An editorial published by Florida News Press today (Thursday, June 19, 2014) offers an interesting response to a perennial problem for local elected officials. The problem involves economic development incentives that cities and counties employ to attract job-generating businesses and business expansions to their communities.
Understandably, businesses exploring possible relocations or expansions are jittery about having that information disclosed prematurely. Likewise, local economic development agencies want as much maneuvering room as possible when negotiating on the range of issues associated with enticing a company. Having all of that appear on the front page of a newspaper or as a major story on the web probably has a chilling effect on this kind of economic development effort, especially in comparison to such negotiations in states with less aggressive public meetings and public records laws (and most states have less aggressive laws on these subjects).
On the other hand, it is hard to imagine a more uncomfortable position for an elected official to occupy than the one in which he/she is asked to approve hundreds of thousands or even a few million dollars in incentives when he/she does not know the name of the company nor have access to a reasonable amount of detail about the promises the company has made and what they might mean for their community. It is very hard to exercise one’s fiduciary responsibilities when such information is not available.
In response to this clearly undesirable reality, the Florida News Press has suggested that the state Legislature modify the law so that a single member of the relevant board (city council, county commission) can sit in on the negotiations. This would ensure that an elected member of the relevant board that must approve the incentives has been privy to the kind of information that, arguably, all board members ought to have. The expectation, it would seem, is that the rest of the members of the council or commission would be able to rely upon their colleague’s assessment of the proposed deal, knowing that their colleague would bring an elected official’s perspective to that assessment. They still would be free to disagree, of course, but I think it is unarguably true that there would be value in adding an elected official’s way of viewing the matter to the overall discussion.
That said, my guess is that a change in the law involves an interesting complication.
Under Florida’s public meeting laws, if a single member of the board (city council, county commission) is delegated the task of representing the board on another committee, therefore serving officially as the board’s representative, that single member becomes a “sunshine” committee in his/her own right.
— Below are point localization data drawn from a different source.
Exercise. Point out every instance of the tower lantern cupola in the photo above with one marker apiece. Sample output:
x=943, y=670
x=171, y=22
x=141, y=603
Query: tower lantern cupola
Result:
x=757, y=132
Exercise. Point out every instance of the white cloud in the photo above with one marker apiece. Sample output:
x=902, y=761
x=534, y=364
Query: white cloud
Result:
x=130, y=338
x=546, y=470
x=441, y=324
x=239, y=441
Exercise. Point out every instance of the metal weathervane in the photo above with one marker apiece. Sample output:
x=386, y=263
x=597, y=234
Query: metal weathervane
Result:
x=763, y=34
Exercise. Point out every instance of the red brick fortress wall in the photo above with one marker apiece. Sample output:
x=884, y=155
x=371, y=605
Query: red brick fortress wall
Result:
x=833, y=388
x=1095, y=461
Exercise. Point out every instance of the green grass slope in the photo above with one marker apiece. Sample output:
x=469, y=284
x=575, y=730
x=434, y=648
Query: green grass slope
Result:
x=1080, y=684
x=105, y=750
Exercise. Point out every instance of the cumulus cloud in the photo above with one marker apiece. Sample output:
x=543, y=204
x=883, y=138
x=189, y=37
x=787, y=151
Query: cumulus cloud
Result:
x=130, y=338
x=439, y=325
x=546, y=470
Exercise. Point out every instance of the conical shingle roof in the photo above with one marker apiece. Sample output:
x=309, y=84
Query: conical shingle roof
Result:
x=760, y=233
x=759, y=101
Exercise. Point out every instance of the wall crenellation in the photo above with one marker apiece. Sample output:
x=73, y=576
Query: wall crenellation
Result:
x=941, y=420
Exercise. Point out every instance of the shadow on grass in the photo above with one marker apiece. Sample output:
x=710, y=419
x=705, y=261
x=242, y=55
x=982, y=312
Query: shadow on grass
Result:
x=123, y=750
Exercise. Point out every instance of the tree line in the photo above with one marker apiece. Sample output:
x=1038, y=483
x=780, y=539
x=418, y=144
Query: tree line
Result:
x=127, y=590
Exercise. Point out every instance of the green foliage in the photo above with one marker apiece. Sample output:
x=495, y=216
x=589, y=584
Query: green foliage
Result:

Any meeting of the committee to which he/she has been assigned must be made public because he/she is there.
So much for any confidentiality.
To fix this, if I understand the law, will require the Legislature to exempt this kind of committee work from that broad demand for sunshine.
That, I think, would be a very good start.
For more than 20 years (including my time in elected office), I have been a critic of Florida’s obsession with opening meetings and open records. My objections are not driven by any argument with the broad underlying purpose of ensuring that the public has meaningful access to the decision making process of public agencies. It’s the public’s money, being used for purposes that are supposed to reflect the public’s priorities. I get that we have a right to know how those decisions are made.
But transparency or openness or “sunshine” has its limitations, too. For generous or fearful reasons, as well as mean-spirited ones, people do not always communicate with identical content and clarity when their statements are going to be public record and when their statements are going to be private. This is why, for example, many surveys that ask individuals (customers, employees, clients) to rate others are conducted either anonymously or with guarantees of confidentiality.
Elected officials are people, too. Yes, they chose to expose themselves to the “sunshine” (though, in fairness, many do not realize just how blinding that sunshine is when they run for the first time). No, they didn’t have to do it.
But if we want talented, dedicated citizens to take up the mantle of local elected office, we need to be careful not to make the mantle too heavy to bear.
Opening up the economic incentive process to a local elected official, and providing the necessary “shadow” in the Sunshine Law, makes great sense. And perhaps, having considered the sense this reform makes, the Legislature will be open to other discussions about ensuring the public’s business remains accessible to the public while ensuring that the public’s business is conducted in the best way possible.